Given the popularity of Telegram, where many users send even scans of documents, attackers have a huge number of options for further fraudulent actions. In addition, many smartphones now have programs with personal accounts of banking applications, through which the owner of the phone gets access to their finances in banks. The account credentials of such applications can also fall into the hands of attackers.

- There is another major threat - all sorts of schemes to swindle money under the pretext of a wedding gift, - says Nikita Leokumovich, Head of Digital Forensics and Cyber Intelligence at Angara SOC.

How to protect yourself from wedding-themed fraud schemes

Protection from wedding fraud schemes requires care and caution, says Marina Probets.
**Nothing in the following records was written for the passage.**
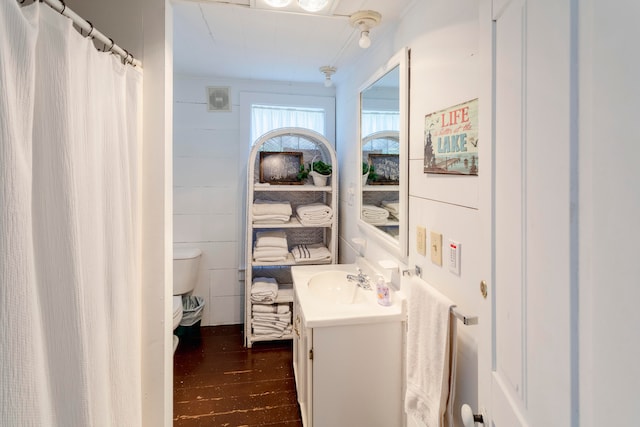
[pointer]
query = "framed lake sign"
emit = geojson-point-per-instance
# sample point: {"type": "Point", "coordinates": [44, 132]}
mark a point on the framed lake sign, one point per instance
{"type": "Point", "coordinates": [451, 140]}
First of all, the expert advises not to open attachments and do not follow links in suspicious messages, even if they look like invitations from acquaintances. Check the sender of the message, paying attention to minor discrepancies in the name or address.

- Do not install applications from unverified sources and always check the permissions requested by the application before installation," Izvestia's interviewee recommends. - Use reliable antivirus software and update it regularly.

Photo: Izvestia/Mitriy Korotayev

It is also worth remembering that real wedding invitations rarely contain links or request personal data. If the user is not expecting an invitation to the wedding, it is best to ignore such a message: it is unlikely that a loved one would not have warned about it in advance, adds Alexandra Shmigirilova.

However, even if the invitation comes from a user from the contact list, before opening it, it is better to reinsure yourself and call the sender. It seems to be a kind of paranoia, but this is exactly what the fraudsters are counting on - that a person will not be too vigilant when a close person writes to him, the expert concludes.